1Points will be added/subtracted continuously, current score is +3. The purpose of my points systems is to measure first impressions versus final impressions, stay tuned for the 12 week update :p.
Wednesday, May 19th, 2010 09:21 am (UTC)
Yes, you're surprised too, aren't you :)

Shocked.

And possibly stunned.
Wednesday, May 19th, 2010 10:45 am (UTC)
- I think you have misunderstood the term 'parameter'. I'm happy to explain my ideas if you don't think I'm right.
- categorical is not qualitative necessarily, especially if you are talking Likert scales
- ratio - interval data with a meaningful zero, so that the term 'half as many' has real meaning (ie Celsius is not ratio, as 10 degrees isn't half as hot as 20 degrees.
- trend - is there a consistent change over time (as facebook users age, do they put up more photos per month)
- cross sectional data - no meaningful *time based* sequence.

as for data sets - I've been collecting fuelwatch data (as emailed to me daily) for a few years - that would have interesting weekly cycles, possible seasonals, and long-term trends (and deviations that can be linked to world wide events...) if you are in need of something.

also - Excel? eeeewwww. @#$@#% unreliable piece of @@@@@, addin or no addin.

(let me show you this loooovely open source data manipulation program I have over here)
Wednesday, May 19th, 2010 10:47 am (UTC)
hmm, my problem with your definition of parameter may be me being unable to read. I keep reading it, and not actually understanding what you have said, which caused me to come to the conclusion that the presentation was faulty, but an equally likely answer is that I'm tired, and shouldn't be on the internet unsupervised.
Wednesday, May 19th, 2010 01:58 pm (UTC)
for the first three points, I've sent you an email with an attachment.

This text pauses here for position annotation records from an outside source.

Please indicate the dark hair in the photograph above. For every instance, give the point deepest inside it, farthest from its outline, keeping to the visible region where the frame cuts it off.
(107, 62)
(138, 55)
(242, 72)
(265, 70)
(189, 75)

for the last one, hmm. Because is is *specifically* about time series data, then the term trend refers to the long term change over time. Eg. the price of oil has been trending up over the last 50 years, even though there have been short term drops.

Trend gets used in other contexts as well - age related trends are certainly talked about. Also, when a pattern is seen in the data, but it isn't quite extreme enough to be statistically significant, this is sometimes called a trend in the data.

re supernatural fic output wodging - you are welcome to run it past me to see if you have workable ideas.

as to open source data manipulation programs - see http://cran.r-project.org/
can be run under most systems. Has a learning curve that feels like running into a brick wall repeatedly and then running straight through said brick wall, and in to freedom, but for anyone who has any real coding experience, it should be very quick.

When are you on campus this trimester?